World Thrombosis Day

13 October

World Thrombosis Day

Educate and prevent illness

The annual World Thrombosis Day is being held on Monday 13th October.

Although about half a million people die of venous thromboembolism in Europe every year (1), ways of preventing or treating it are largely unknown among the general population.

Venous thromboembolism occurs when a blood clot is dislodged and enters the bloodstream. This can lead to blockage of a blood vessel. Rapid treatment is essential because venous thromboembolism counts as one of the most common and potentially most lethal cardiovascular diseases. The aim of the world-wide information day is to remind specialists and the general public once a year about the risk of thrombosis.

The 13th October was chosen, because this is the birthday of the German doctor and pathologist Rudolf Virchow. He is regarded as the pioneer of research into thrombotic conditions.

Thrombosis prophylaxis in hospital is called mediven® thrombexin 18*

Everyone who has had an operation in hospital knows them: those white hospital stockings – thigh-length and not at all sexy. They do in fact help prevent thromboses and pulmonary embolisms.

However, not all stockings are the same: mediven thrombexin 18 came top of the class in a comparative test (2) with stockings from other manufacturers. In contrast to medicines, which always contain the same amount of the active substance regardless of who made them, the measurements revealed large differences between the stockings' pressure profiles.

Best results with regard to compression pressure and pressure gradient

mediven thrombexin 18* achieved the best results with regard to compression pressure and pressure gradient.

These findings are decisive, because effective thrombosis prophylaxis with medical thrombosis prophylaxis stockings only works, if the physical properties (graduated compression pressure profile along the whole leg) are guaranteed by the material and the manufacturing process. The stockings only work if they achieve the required technically functional safety level.

How a "hospital stocking" works

The return flow of blood to the heart in immobile and bedridden patients slows down because there is no muscle activity.

The stockings exert mechanical pressure to reduce the diameter of the blood vessels and increase the flow rate of the blood. This counteracts the formation of blood clots. The correct pressure gradient – decreasing upward from the ankle to the thigh – is decisive thereby.

The "10 stocking commandments" for your hospital stay

Nursing staff bear great responsibility with regard to ensuring the stockings are used correctly on patients. The following ten points give you the chance – based on the four eyes principle – to make sure the staff do everything they can for you in terms of thrombosis prophylaxis:

  1. Are your legs measured for the stockings before they are put on for the first time?
  2. Are you measured again when the stockings are changed?
  3. Do the stockings fit your legs without any wrinkles?
  4. Please always wear both stockings!
  5. Please ask the staff to explain how to put the stockings on.
  6. The stockings should be changed every two to three days.
  7. Please wear the stockings 24 hours a day as long as you are confined to bed.
  8. Please take care of the skin of your legs.
  9. Please ask the staff to inspect your skin daily.
  10. Ask your doctor whether there are any reasons why you should not wear medical thrombosis prophylaxis stockings (contraindications).

Sources and remarks:

(1) Cohen AT, Agnelli G, Anderson FA, Arcelus JI, Bergqvist D, Brecht JG, Greer IA, Heit JA, Hutchinson JL, Kakkar AK, Mottier D, Oger E, Samama MM, Spannagl M, Venous thromboembolism (VTE) in Europe.

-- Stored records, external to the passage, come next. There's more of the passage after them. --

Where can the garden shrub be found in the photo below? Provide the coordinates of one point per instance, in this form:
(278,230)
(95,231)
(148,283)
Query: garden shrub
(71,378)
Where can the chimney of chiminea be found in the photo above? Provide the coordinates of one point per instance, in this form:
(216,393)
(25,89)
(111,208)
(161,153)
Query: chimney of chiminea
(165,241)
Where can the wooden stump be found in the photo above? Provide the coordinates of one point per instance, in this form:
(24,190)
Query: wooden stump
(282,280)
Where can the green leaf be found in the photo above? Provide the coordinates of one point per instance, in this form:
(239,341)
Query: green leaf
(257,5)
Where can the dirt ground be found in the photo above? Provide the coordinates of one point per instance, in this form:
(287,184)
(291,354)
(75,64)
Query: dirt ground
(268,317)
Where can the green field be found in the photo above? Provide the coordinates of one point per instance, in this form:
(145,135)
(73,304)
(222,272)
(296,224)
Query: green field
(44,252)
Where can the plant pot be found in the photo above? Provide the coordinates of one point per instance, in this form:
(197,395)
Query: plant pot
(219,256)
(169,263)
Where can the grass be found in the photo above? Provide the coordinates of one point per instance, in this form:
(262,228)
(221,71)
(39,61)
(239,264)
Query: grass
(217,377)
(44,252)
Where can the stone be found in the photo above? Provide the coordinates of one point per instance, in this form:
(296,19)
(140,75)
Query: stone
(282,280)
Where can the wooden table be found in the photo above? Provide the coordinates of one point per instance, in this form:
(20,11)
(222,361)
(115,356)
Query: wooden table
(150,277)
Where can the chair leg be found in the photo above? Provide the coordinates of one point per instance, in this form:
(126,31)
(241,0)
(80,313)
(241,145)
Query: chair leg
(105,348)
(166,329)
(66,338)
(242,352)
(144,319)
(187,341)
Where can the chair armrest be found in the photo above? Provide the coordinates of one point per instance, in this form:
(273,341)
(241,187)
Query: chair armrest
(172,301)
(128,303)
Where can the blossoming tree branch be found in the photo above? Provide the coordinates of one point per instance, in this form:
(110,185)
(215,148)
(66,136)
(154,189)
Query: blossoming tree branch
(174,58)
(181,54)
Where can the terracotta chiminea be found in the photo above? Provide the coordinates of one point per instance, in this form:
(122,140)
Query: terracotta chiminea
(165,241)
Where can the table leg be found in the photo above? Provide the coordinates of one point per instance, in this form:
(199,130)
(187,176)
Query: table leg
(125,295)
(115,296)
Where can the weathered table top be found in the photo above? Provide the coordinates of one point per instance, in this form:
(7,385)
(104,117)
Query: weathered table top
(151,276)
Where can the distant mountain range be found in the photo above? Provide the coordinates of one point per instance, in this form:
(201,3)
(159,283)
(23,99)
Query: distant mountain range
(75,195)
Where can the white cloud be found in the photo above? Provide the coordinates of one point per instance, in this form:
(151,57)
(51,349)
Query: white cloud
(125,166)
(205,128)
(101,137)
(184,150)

The number of VTE events and associated morbidity and mortality. Thromb Haemost. 2007 Okt; 98(4): 756-64.

(2) Wegener, Kraft, Kröger et al: Biomechanical characterisation of medical thrombosis prophylaxis stockings, Vascular Surgery 2013, 18:278-286

* Round knitted clinical compression stocking for compression of the lower extremities, mainly for prevention of diseases of the venous system.